Worship Music


“Worship music” is one element of worship on the Lord’s Day among several (e.g., prayer, confession of faith, giving of offerings, submission to God’s Word, etc.). The congregation sings together to the Lord. Musical accompaniment is meant to engage the whole person—heart, soul, mind, and body (voice)—in singing to God. And, really, it’s not just the person as an individual who is to be thus engaged, but the whole church together.

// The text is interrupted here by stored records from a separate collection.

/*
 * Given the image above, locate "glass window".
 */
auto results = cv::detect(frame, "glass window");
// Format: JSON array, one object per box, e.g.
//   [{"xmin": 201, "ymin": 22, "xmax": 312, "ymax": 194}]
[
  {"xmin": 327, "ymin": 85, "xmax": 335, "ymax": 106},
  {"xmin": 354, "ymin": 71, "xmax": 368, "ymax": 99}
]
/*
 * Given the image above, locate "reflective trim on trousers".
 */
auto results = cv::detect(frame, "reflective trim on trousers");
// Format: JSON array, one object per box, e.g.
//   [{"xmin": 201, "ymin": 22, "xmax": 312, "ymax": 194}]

Yet it is inevitable that, in any particular church, not everyone will be moved by the same music to the same experience of worship. Some will find it easy to pour themselves enthusiastically into most of the songs a congregation sings. Some will find it difficult to resonate with any songs anywhere. Is it a failure of the style or performance of the musical accompaniment, that it doesn’t have universal appeal? Is it a failure of the musicians to consider the tastes of every individual who may be present? Is it a failure of the worshiper to appreciate what constitutes “good worship music”? Is it a failure of the congregation to unite in the Spirit and devote itself fully to praise?

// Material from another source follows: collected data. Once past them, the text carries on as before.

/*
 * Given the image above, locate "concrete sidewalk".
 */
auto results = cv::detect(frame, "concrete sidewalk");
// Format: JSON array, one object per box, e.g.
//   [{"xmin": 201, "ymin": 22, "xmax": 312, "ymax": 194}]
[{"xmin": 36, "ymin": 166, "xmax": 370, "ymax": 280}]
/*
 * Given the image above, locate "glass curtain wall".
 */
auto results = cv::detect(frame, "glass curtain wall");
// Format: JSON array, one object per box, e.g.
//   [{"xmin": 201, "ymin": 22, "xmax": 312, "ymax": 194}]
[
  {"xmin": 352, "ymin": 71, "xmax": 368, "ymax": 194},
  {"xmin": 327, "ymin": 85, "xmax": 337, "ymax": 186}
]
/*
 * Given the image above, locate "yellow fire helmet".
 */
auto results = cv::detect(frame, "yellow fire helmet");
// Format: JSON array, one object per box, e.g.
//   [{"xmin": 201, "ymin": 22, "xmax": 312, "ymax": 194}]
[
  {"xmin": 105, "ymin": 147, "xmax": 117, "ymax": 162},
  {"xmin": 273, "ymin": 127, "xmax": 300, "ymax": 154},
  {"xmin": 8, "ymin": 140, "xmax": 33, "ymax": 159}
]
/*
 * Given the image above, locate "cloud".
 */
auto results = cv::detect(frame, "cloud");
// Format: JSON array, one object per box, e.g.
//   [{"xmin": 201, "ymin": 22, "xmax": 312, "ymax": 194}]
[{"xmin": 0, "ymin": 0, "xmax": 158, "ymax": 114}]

Or is this dynamic an opportunity to join with our spiritual siblings in an element of worship we don’t find entirely instinctive? Is it an opportunity to be stretched and, potentially, to stretch others? Is it an opportunity to question our expectations and resist our consumeristic culture? Is it an opportunity to exalt the love of Christ that compels us to set aside our preferences and commit to something that we may not find entirely gratifying?